A/N: Thanks once again for reading. I posted 2 chapters today, please read 7 first. Also, I have no idea if anyone is actually listening to the songs in these chapters, but the song featured in this chapter is specifically set up to be heard as it acts as Grissom's "voice". It's called "Solitude" by M83.

Thanks again, I truly appreciate it.


Part 3: In The Cold I'm Standing

Chapter 8

Saturday, March 9th, 2002

The rest of the day was spent at the department doing paperwork. Warrick was following up on the warehouse that seemed to not exist except on property websites. His desk was beside hers, and it was after midnight when he leaned back in his chair and said, "It exists, but not as a business, commercial, or a residential. It's just a property sold to Gil Grissom. He's running nothing out of it. There's no money to follow."

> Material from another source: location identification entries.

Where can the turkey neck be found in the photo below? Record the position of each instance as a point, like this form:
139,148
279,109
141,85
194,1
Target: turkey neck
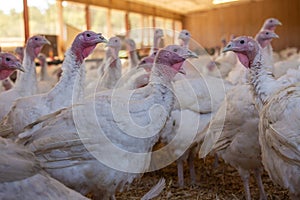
26,82
44,71
70,87
133,59
112,72
262,79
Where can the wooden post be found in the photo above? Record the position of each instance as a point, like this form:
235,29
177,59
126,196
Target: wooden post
174,31
26,20
87,17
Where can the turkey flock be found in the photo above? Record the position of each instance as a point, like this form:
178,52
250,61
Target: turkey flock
91,132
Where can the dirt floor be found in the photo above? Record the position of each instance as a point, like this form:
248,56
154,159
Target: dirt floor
218,183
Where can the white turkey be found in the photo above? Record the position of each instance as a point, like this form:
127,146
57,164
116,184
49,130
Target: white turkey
133,58
184,38
77,145
139,76
9,64
7,84
157,37
279,123
26,83
22,177
68,90
233,133
197,101
45,81
270,24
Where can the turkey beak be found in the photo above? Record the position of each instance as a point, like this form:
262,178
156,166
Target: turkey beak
20,67
46,41
229,47
102,39
182,71
278,23
274,35
190,54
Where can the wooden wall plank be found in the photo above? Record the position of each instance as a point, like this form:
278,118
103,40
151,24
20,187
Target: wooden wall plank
209,27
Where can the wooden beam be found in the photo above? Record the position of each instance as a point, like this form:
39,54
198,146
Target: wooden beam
133,7
127,24
26,19
87,17
109,27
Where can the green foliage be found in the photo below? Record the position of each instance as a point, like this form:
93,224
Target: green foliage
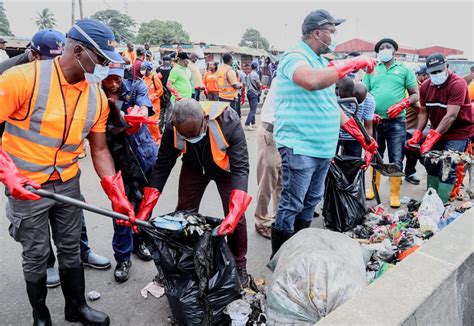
121,24
252,38
4,24
45,19
162,32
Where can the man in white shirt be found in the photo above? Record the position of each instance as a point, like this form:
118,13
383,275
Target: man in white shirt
268,169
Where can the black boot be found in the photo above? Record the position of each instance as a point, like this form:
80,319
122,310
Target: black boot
278,238
77,310
300,225
37,292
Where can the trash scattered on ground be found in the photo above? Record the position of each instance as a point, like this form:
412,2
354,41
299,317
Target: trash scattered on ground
154,288
93,295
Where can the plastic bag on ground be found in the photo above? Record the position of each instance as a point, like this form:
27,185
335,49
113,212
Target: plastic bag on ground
313,273
344,197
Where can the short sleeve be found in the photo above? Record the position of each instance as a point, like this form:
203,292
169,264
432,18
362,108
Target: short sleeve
290,63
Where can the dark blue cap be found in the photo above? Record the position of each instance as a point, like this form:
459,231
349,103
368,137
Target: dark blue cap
98,35
48,43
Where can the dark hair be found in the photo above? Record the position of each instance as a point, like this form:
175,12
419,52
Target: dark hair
227,58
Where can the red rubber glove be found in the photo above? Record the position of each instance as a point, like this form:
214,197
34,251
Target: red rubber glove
344,67
431,139
353,129
412,143
238,203
395,109
115,190
14,181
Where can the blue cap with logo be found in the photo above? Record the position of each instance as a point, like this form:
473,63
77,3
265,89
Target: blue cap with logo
98,35
48,43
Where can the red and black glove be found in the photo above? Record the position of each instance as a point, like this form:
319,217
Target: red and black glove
431,139
238,203
150,198
345,67
353,129
14,181
115,190
395,109
413,142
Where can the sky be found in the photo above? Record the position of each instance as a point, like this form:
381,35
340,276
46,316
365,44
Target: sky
416,23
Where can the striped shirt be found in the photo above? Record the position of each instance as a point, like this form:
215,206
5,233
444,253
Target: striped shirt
306,121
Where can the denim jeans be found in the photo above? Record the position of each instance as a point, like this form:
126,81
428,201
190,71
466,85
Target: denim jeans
391,134
302,182
436,169
253,101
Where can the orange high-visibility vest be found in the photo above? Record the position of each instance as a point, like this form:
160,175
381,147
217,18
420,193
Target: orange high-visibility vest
218,142
226,91
44,131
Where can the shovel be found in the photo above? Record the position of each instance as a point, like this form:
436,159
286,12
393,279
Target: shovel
386,169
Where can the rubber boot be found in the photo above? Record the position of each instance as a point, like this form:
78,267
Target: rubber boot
37,292
432,182
395,183
278,239
370,194
77,310
300,225
444,191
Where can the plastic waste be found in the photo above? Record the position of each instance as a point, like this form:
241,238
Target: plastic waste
344,199
314,272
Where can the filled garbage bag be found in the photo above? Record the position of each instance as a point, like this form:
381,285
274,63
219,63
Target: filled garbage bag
344,197
314,272
196,269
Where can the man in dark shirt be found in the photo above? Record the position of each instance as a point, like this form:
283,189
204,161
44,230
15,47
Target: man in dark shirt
444,100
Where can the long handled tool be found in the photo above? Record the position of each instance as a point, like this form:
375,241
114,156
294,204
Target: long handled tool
386,169
83,205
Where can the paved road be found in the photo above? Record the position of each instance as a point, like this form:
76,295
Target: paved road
123,302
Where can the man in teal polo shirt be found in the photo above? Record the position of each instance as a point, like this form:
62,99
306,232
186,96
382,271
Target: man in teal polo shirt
307,122
389,85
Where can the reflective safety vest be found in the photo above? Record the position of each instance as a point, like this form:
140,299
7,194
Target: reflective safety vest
43,142
218,142
226,91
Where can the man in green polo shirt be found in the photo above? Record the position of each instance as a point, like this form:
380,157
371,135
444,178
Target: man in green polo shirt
179,80
389,85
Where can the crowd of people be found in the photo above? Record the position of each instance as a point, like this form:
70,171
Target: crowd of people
139,118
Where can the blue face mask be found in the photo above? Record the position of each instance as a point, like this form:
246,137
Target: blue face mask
385,55
439,78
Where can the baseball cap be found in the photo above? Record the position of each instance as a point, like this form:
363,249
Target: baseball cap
434,62
318,18
386,40
98,35
48,43
116,69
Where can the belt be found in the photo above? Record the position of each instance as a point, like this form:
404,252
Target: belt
267,126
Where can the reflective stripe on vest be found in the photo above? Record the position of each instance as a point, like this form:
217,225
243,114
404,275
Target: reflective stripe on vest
218,142
64,156
226,90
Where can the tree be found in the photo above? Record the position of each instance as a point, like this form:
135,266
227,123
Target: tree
4,24
45,19
252,38
162,32
121,24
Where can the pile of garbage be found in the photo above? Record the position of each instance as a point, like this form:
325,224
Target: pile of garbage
388,238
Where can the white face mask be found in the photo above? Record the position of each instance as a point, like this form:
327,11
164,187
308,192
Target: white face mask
99,74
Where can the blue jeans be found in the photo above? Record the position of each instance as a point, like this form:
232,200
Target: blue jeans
302,182
391,134
253,101
436,169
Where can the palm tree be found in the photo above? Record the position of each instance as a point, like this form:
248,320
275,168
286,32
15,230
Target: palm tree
45,19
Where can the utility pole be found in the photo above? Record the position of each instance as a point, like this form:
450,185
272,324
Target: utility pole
73,17
81,12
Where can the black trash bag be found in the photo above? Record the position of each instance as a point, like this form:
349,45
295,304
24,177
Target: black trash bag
344,197
198,274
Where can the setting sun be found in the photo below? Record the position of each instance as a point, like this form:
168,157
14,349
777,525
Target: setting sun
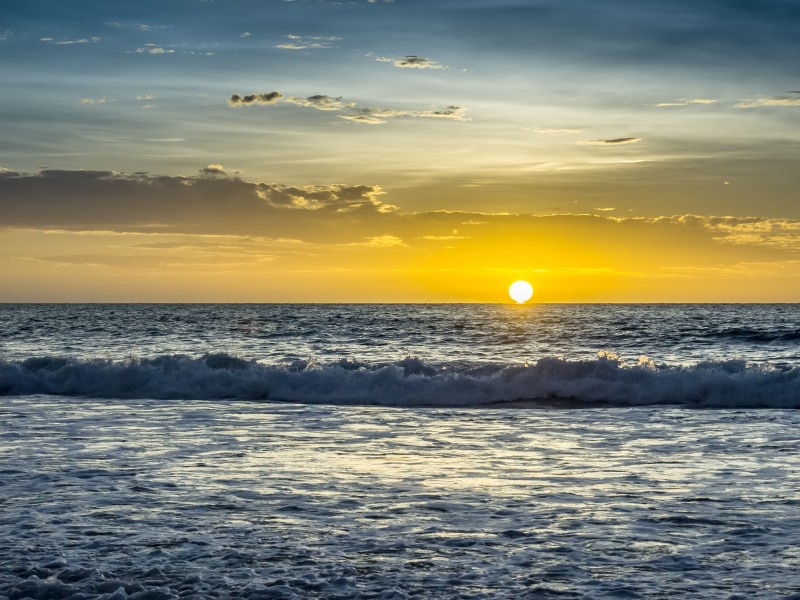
520,291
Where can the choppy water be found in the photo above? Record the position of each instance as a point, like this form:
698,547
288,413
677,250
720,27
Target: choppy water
436,355
161,499
160,452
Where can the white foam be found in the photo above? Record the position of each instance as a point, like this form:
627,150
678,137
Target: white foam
408,382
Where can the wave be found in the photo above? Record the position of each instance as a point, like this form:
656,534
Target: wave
745,334
410,382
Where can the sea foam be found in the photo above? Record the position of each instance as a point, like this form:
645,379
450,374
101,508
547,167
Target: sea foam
409,382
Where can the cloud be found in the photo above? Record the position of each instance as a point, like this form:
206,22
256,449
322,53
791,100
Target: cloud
416,62
208,203
774,101
377,116
153,49
237,101
553,131
212,170
688,102
308,42
69,42
320,102
381,241
409,61
612,142
134,26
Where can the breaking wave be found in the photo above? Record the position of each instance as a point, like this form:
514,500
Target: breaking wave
409,382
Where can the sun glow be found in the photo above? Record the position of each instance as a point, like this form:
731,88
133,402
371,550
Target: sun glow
520,291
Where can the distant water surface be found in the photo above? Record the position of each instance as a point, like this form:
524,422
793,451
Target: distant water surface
744,355
159,452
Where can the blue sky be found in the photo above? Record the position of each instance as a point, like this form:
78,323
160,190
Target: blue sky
614,108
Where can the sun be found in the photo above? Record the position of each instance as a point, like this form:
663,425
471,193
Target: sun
520,291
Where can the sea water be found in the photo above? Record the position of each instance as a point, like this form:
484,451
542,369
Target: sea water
400,451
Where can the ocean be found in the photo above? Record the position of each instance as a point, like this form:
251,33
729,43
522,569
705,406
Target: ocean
399,451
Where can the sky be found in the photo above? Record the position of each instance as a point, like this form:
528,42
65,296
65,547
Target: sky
399,150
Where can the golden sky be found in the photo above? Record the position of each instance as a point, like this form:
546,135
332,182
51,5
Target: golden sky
404,151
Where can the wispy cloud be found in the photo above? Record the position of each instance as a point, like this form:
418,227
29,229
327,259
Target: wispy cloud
688,102
154,49
378,116
547,131
320,102
410,61
773,101
266,99
69,42
308,42
611,142
134,26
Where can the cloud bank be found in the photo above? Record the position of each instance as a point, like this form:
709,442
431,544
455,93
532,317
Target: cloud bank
237,101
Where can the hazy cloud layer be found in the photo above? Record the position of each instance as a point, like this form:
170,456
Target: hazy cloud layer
237,101
213,204
154,49
308,42
612,142
320,102
688,102
377,116
774,101
70,42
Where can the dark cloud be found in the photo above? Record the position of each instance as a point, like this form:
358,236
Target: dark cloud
213,170
237,101
207,203
320,102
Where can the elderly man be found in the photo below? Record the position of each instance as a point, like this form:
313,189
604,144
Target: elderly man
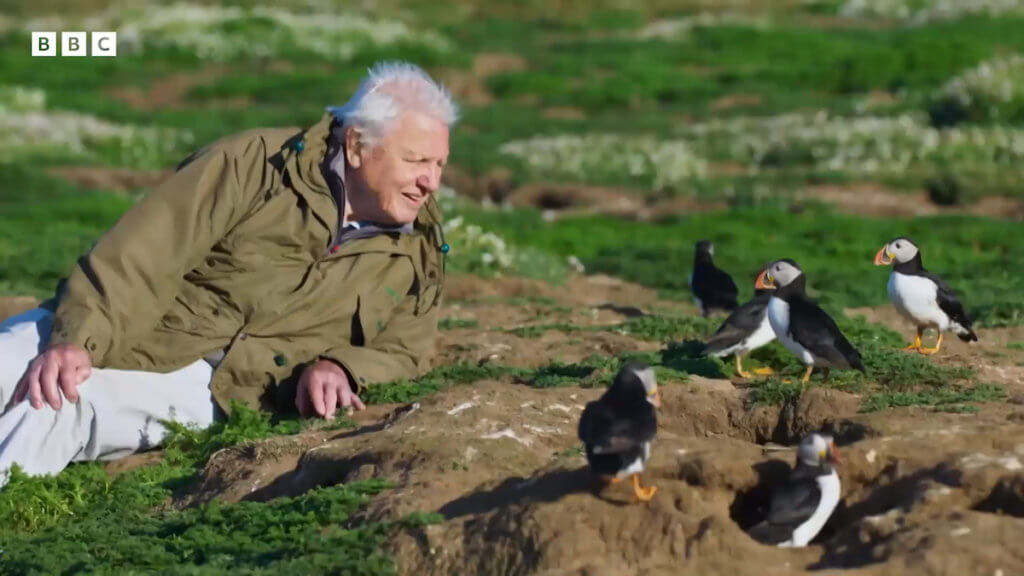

"He's paying for the electricity, isn't he?"

"No."

She lifted her head to stare over at him. "It has lights."

"Then he's using electricity off the grid. Generator, probably. No water bill either. Like I said, it's just a building."

She sighed as she went back to typing up her report. The autopsy report had been submitted by the M.E.'s office. "Autopsy confirmed that the vic was raped and died from asphyxiation. Contents found in the stomach were beer and chicken soup."

"The past vic's died the same way?"

"Yeah, strangled then chopped up."

"These girls weren't dismembered," Warrick said.

"I know. It's not an exact match, but it's close enough. The flower earrings are the important part."

"Then it could be someone else. A copycat of the original 'Motel Butcher' killings."

"Okay, but how does he know about the earrings?"

"A partner, or coincidence. This might not have anything to do with the old case—"

"I've got a hunch, okay," she said, cutting him off. "Any luck on identifying the girls?"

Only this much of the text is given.